Normalized edit distance between the paired traces' structural signatures: the minimum number of insertions, deletions, and substitutions to turn one event sequence into the other, normalized to [0, 1]. Signatures are structural: they never include argument values or content, so lexical noise does not saturate the metric.

  • 0.0: the agent did exactly the same thing.
  • 1.0: a completely different execution.

t*: where divergence began

The step at which the traces first diverge structurally, plus the normalized position t*/T (0 = diverged immediately, 1 = at the very end). Early divergence means the corruption changed the agent's plan, not just its final wording.
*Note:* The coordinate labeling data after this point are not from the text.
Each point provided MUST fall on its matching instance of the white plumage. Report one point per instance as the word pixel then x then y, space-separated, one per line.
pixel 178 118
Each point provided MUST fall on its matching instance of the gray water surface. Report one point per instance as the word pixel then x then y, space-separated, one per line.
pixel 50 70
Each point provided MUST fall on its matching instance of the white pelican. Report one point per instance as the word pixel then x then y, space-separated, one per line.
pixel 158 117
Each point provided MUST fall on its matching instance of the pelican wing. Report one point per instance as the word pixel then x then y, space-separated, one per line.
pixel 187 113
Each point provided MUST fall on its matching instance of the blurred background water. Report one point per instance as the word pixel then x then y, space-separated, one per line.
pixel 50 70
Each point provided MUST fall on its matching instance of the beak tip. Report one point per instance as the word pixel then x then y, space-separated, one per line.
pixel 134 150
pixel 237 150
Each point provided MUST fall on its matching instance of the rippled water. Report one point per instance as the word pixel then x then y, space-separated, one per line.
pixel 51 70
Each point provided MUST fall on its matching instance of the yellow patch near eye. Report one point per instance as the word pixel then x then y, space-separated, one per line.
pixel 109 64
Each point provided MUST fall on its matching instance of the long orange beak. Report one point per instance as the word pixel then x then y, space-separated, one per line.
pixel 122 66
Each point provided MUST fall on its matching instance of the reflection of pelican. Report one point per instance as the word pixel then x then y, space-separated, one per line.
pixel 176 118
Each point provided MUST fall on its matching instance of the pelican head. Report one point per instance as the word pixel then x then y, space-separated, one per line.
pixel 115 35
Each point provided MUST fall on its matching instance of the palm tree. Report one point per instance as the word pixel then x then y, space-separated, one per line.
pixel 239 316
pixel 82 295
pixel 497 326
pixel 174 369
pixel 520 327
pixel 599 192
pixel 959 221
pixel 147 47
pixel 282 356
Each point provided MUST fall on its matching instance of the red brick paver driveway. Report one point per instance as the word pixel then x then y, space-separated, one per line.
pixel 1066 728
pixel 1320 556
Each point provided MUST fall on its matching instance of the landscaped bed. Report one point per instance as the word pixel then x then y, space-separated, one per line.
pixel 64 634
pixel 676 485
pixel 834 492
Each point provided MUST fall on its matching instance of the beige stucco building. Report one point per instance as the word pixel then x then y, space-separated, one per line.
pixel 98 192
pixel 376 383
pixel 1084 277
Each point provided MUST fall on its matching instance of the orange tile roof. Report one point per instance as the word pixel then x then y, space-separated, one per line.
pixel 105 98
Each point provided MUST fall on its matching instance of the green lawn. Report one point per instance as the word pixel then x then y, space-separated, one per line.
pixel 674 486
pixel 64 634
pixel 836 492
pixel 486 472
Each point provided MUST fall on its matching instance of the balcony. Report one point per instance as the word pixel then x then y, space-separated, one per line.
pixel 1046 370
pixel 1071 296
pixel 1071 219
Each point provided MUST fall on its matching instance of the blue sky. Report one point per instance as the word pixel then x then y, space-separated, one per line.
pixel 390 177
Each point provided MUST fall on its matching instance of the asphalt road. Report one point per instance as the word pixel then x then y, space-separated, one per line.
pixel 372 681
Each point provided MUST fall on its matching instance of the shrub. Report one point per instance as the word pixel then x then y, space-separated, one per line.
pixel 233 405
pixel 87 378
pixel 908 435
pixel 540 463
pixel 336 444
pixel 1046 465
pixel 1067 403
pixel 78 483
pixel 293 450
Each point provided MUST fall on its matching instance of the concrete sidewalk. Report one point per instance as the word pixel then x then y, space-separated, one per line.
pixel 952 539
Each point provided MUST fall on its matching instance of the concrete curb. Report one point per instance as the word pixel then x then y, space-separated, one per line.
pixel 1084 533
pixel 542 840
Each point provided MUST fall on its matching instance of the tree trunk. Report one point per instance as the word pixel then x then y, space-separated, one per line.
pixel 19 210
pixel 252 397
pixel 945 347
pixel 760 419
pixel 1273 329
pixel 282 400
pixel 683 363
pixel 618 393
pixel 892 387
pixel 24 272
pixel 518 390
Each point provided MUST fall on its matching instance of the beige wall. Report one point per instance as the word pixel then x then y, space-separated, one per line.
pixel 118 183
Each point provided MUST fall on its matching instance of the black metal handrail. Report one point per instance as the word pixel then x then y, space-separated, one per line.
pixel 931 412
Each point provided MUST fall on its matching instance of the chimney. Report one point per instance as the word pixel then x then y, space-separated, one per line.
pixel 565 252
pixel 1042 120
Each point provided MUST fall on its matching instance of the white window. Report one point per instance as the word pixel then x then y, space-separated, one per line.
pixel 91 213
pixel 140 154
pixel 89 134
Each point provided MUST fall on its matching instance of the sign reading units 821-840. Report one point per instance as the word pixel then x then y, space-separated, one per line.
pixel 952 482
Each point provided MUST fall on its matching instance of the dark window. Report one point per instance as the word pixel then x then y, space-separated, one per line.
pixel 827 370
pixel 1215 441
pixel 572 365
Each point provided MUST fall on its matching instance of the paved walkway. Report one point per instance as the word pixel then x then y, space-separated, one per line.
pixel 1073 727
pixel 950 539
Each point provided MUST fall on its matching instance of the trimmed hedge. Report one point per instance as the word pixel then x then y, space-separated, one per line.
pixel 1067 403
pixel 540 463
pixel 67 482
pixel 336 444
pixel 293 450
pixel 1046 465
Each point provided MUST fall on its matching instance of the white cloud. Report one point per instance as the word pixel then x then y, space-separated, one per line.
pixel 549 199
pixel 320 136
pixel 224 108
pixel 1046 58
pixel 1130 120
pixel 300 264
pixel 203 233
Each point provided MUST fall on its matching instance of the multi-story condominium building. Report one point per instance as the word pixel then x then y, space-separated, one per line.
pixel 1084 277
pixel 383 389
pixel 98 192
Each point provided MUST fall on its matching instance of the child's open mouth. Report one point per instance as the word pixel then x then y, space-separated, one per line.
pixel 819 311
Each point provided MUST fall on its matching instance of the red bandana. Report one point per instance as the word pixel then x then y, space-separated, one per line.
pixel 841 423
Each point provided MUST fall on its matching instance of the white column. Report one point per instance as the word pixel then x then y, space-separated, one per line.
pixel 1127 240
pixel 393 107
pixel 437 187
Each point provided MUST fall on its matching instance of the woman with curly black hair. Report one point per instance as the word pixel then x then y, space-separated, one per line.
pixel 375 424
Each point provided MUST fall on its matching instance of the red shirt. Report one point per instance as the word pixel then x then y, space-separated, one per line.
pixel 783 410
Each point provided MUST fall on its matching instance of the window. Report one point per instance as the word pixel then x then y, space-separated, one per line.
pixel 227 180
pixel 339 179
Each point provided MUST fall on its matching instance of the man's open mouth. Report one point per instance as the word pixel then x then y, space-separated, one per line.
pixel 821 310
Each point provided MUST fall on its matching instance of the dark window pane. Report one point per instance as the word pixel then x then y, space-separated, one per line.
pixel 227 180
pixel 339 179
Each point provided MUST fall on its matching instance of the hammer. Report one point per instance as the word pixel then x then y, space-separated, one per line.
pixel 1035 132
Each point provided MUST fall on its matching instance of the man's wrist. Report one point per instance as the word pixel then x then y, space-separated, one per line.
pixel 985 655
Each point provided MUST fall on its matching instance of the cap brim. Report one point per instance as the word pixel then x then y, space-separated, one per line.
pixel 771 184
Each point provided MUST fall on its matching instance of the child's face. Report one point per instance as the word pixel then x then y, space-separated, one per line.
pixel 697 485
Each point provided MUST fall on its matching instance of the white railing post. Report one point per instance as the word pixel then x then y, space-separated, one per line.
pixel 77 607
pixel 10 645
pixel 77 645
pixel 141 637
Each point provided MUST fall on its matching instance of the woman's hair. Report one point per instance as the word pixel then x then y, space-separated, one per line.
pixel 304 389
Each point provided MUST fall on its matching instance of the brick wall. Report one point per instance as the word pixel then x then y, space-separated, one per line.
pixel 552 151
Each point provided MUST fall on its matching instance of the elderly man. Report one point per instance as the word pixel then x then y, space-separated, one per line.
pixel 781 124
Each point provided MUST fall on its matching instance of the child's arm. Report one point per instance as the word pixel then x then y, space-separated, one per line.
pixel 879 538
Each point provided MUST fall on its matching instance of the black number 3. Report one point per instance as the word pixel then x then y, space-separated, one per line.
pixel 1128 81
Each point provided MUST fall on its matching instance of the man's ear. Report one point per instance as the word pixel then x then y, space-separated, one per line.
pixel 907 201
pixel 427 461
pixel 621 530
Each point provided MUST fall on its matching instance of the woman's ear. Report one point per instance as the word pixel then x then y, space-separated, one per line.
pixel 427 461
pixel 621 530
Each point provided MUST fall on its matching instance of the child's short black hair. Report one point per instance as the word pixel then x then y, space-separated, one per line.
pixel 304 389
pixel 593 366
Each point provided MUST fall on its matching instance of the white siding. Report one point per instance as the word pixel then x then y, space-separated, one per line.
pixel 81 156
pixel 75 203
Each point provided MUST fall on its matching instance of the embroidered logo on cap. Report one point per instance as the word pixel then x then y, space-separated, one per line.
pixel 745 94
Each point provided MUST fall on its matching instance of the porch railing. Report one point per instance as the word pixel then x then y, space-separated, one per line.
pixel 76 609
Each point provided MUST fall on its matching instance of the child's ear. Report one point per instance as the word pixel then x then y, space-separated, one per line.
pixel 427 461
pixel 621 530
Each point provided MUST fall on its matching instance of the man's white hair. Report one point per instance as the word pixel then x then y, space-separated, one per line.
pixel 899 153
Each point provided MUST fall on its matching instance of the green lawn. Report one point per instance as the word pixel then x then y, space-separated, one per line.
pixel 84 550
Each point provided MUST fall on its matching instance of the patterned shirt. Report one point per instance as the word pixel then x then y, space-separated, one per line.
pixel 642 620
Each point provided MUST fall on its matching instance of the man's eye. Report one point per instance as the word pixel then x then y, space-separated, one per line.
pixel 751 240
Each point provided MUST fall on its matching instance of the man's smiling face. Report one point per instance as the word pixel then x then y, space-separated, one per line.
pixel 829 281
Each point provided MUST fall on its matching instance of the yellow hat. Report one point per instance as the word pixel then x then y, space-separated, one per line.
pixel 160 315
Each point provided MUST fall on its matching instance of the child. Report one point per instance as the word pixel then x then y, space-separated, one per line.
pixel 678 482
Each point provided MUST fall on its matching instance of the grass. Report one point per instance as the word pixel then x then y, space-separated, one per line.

Manifestation: how the damage showed up

A rule-based taxonomy over the pair:

fine category meaning
silent_semantic_corruption answer changed, process identical (the scariest row)
strategy_reroute a different agent/node was chosen
early_termination the perturbed run gave up sooner
loop_or_extended_execution the run thrashed or ran long
catastrophic_failure null answer plus major disruption
structural_divergence_with_outcome_change different path, different answer
structural_divergence_recovered different path, same answer
no_observable_effect nothing changed

Each fine category rolls up to one of four manifestation groups: silent corruption, behavioral detours, combined disruption, no observable effect.

Token overhead

Perturbed-run tokens / baseline tokens, from captured usage. Corruption you pay for. External agents get this from the capture wrapper's captured usage; runs without usage data are reported as unavailable, never as 1.0.

The noise floor

LLM agents are not deterministic: sampling temperature, concurrency scheduling, and retrieval nondeterminism all produce divergence with no perturbation at all. noise_floor_runs re-runs the clean baseline; the baseline-vs-itself d_norm is the floor. Pairs at or below it are flagged within_noise_floor; report them as contamination at your peril.

Defaults: 1 re-run for external agents (do not turn it off), 0 for the deterministic built-in-agent-plus-stub path. summary() warns prominently whenever the floor is unmeasured for an external agent.